Situé à l’intersection de trois communes Coupvray, Chalifert et Lesches, cette zone humide s’inscrit entre deux secteurs de Marne-la-Vallée à l’urbanisation très différente. En premier lieu, le secteur III, aujourd’hui apparenté à la communauté de communes de Marne-et-Gondoire, dont le PLUi est tourné vers une planification aux enjeux environnementaux forts, tandis que le secteur IV, est lui dominé par le symbole même de la mondialisation qu’est Disneyland Paris. Face à ces enjeux, la réserve naturelle de Coupvray, réserve notable de biodiversité et habitat de multiples espèces des milieux humides, se trouve menacée : le maire de la commune porte un projet de port fluvial, aux abords du Canal de Chalifert, qui jouxte cette zone. En outre, ce projet aurait pour conséquence d’augmenter le risque d’inondations du site. De nombreuses associations de défense de l’environnement, mais aussi, plus largement des habitants des abords du site, sont mobilisés contre le projet, mais celui-ci continue d’avancer. 

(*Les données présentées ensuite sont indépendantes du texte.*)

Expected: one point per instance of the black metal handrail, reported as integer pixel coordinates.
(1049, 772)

Ménager un milieu humide périurbain

Face à ces enjeux, ce projet de fin d’études propose de sanctuariser le parc de Coupvray et même de l’étendre.  Il vise  à l’émanciper de ses limites administratives, définies par le PLU actuel, et à l’étirer jusqu’aux abords des habitats et des grandes infrastructures qui fracturent le paysage. 

Le projet assume la complexité du site, son aménagement détourné du projet du port fluvial : « faire loisir » mais loin des loisirs conventionnels.

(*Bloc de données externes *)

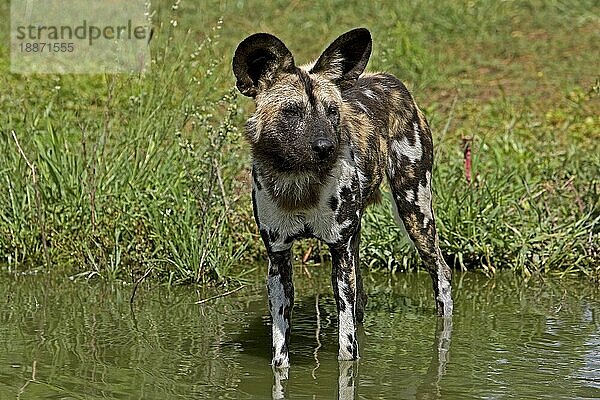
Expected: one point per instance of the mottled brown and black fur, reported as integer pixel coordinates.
(323, 137)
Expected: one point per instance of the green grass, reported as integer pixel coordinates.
(139, 174)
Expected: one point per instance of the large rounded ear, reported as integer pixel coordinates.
(258, 60)
(346, 58)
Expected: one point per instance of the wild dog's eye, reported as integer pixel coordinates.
(332, 111)
(292, 110)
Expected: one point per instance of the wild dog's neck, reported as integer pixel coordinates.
(289, 190)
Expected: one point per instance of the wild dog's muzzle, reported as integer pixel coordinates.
(323, 148)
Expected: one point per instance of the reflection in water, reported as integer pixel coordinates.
(348, 376)
(348, 372)
(430, 388)
(280, 383)
(511, 338)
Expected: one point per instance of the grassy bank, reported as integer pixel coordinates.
(120, 176)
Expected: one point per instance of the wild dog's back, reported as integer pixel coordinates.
(380, 120)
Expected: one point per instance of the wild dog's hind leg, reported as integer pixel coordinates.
(410, 159)
(344, 278)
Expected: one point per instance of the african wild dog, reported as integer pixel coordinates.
(323, 136)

Il s’agit ainsi de se situer entre deux logiques, renaturation et bétonisation, et ainsi de mener une dynamique d’entropisation vertueuse du site.

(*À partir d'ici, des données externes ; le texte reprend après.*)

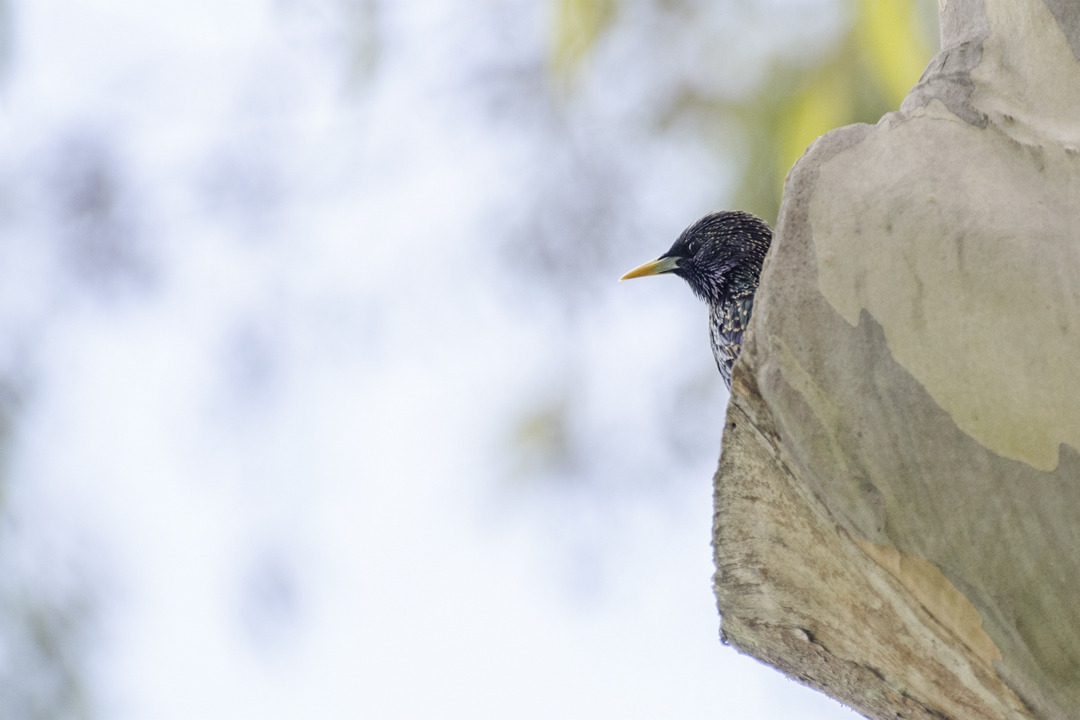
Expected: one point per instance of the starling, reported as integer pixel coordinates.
(719, 256)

Concevoir un lieu pour divers publics sur différentes temporalités

Le site ainsi aménagé a pour vocation de faire se rencontrer et cohabiter dans un milieu périurbain plusieurs publics, humains et non humains : habitants des villages alentour, chercheurs étudiant les espèces végétales et animales présentes sur le site, agriculteurs, maraîchers et saisonniers agricoles, pécheurs et plaisanciers, touristes et randonneurs, SDF et autres personnes en quête d’un toit, forains, mais aussi la faune et la flore locales.

Générer un parcours ponctué de trois architectures « signal »

La réserve naturelle propose un parcours ponctué par trois architectures « signal », développées à trois points d’entrée du site. Chacune aura un rapport à son sol et à son environnement immédiat. Chacune accueillera les services de proximité nécessaires (sanitaires, accès à l’électricité, points douches). 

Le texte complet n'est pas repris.